> On 3 Nov 2016, at 08:17, Pyry Jahkola <pyry.jahk...@iki.fi> wrote:
> 
> As pleasing as it sounds*), the idea of type narrowing breaks down badly if:
> 
> – the binding is implicit (without explicit extra syntax involved) and
> – what is bound happens to be mutable.
> 
> An example being:
> 
>     // var message: String?
>     if message != nil { // magic turns 'message' into a non-optional 'String' 
> here
>       handleMessage(message)
>       message = nil // 'String' is not 'ExpressibleByNilLiteral'
>     }
> 
> What magic would we require to still allow access to the Optional interface 
> of 'message' in that block?

Type widening 😉

Basically if you try to assign a value to `message` that is not valid for the 
narrowed type, but is fine for a wider type then it can simply be widened again 
at that point. You could think of the variable's type as being a stack of 
types, each narrower than the last; if you hit a road-block with the current 
type, you can try rolling back (widening) until you find one that works, at 
which point this is the new narrowest type, or return an error as normal.

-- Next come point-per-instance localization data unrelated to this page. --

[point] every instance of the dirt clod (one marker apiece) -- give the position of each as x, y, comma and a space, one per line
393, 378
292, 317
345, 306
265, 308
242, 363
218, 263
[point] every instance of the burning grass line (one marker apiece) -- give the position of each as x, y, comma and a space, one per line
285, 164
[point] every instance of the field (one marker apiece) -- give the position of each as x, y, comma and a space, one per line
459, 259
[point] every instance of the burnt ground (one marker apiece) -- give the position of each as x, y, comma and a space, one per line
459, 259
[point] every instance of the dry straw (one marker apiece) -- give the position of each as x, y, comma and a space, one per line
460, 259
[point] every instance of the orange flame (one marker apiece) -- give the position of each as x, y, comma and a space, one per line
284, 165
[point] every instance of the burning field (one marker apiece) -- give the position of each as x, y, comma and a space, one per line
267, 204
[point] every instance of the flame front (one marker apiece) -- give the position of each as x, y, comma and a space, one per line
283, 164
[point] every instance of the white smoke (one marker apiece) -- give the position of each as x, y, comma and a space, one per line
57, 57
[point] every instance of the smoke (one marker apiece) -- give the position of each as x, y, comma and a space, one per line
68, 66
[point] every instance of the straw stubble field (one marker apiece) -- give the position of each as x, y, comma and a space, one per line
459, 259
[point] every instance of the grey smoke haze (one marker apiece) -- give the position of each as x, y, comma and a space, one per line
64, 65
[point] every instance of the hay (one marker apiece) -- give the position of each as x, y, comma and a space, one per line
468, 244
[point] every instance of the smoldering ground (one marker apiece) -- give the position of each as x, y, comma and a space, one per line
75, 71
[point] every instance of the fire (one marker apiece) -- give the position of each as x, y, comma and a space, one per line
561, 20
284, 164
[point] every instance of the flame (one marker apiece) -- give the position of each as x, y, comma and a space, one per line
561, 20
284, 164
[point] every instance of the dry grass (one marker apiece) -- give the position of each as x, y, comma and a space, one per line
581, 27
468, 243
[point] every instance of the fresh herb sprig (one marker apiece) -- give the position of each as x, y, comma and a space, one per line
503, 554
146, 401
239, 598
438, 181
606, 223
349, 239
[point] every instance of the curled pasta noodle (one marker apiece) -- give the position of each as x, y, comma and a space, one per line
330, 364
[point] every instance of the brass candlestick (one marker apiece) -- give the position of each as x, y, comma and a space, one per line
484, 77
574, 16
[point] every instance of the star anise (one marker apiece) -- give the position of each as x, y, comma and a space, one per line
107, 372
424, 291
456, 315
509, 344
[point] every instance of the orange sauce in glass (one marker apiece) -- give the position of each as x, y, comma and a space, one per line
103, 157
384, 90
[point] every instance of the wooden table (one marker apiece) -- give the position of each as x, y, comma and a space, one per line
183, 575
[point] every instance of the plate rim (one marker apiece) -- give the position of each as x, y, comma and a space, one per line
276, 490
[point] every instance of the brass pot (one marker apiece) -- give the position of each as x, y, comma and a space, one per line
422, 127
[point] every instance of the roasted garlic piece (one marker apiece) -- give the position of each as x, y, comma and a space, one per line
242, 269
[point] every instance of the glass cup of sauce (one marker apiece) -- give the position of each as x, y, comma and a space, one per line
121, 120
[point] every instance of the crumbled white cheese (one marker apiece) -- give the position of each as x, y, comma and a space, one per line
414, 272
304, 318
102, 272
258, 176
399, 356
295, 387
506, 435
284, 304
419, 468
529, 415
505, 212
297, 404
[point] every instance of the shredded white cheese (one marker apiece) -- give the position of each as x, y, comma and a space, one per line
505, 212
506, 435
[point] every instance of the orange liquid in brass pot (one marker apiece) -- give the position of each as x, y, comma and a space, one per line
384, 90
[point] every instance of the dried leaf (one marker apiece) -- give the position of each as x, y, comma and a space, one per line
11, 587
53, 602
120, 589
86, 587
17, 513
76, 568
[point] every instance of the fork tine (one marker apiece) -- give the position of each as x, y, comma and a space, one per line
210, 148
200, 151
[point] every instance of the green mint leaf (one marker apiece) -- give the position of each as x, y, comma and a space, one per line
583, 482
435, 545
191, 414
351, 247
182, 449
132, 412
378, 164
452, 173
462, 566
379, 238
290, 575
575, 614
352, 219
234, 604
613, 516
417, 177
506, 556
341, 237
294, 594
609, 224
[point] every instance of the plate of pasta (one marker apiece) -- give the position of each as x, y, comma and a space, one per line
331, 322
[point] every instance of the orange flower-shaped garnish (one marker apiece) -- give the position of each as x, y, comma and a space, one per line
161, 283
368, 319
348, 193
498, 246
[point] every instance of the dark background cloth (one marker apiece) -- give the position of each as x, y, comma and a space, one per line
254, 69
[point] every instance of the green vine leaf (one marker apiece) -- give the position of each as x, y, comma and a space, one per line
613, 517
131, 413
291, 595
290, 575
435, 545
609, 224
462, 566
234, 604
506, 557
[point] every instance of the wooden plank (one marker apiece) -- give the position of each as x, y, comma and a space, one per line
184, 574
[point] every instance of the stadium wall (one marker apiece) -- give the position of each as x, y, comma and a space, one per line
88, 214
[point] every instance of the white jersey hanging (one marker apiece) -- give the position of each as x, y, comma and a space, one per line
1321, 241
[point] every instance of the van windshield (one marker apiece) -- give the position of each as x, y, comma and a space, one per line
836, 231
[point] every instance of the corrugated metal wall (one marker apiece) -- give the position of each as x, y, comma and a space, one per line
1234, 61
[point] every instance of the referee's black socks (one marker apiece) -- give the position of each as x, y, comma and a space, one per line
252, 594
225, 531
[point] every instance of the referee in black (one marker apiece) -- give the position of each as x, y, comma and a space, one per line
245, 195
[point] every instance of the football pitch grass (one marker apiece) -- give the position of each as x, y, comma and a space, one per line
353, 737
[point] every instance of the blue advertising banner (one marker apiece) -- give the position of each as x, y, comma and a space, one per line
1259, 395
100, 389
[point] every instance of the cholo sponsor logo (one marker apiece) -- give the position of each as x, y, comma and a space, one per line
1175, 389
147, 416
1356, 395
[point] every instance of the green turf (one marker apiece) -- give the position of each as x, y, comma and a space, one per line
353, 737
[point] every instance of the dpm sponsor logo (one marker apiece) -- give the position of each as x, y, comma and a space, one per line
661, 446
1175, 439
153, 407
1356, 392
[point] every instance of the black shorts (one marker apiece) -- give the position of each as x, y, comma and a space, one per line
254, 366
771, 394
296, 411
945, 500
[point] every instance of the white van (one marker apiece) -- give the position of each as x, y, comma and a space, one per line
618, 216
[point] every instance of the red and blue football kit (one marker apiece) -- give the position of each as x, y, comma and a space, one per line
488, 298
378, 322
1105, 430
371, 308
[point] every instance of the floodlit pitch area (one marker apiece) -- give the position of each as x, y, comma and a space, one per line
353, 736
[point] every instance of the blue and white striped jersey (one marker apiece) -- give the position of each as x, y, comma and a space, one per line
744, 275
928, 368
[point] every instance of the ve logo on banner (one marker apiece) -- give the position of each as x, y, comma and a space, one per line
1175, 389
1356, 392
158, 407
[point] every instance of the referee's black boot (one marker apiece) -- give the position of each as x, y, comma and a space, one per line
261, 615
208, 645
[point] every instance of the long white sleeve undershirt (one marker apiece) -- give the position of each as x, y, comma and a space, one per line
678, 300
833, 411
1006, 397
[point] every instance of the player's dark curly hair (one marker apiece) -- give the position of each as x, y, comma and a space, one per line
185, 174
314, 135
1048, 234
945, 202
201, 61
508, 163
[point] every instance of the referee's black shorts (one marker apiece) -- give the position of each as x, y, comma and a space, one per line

In this specific example you may instead think of it as re-narrowing, as after 
that line message can only be `nil`. 

In fact in that example we can look at it like this:

        // message is Optional
        if message != nil { // Optional.some
                handleMessage(message) // Optional.some
                message = nil // Optional.none
        } // Optional.none

As both branches ended with the same type, the type of message afterwards is 
Optional.none from that point on; allowing unwrapping operations to become 
invalid (as they cannot possibly succeed) and other useful behaviours. If 
message wasn't set to nil within the if statement then it would return to being 
the wider Optional (as it's the narrowest type that both branches have in 
common).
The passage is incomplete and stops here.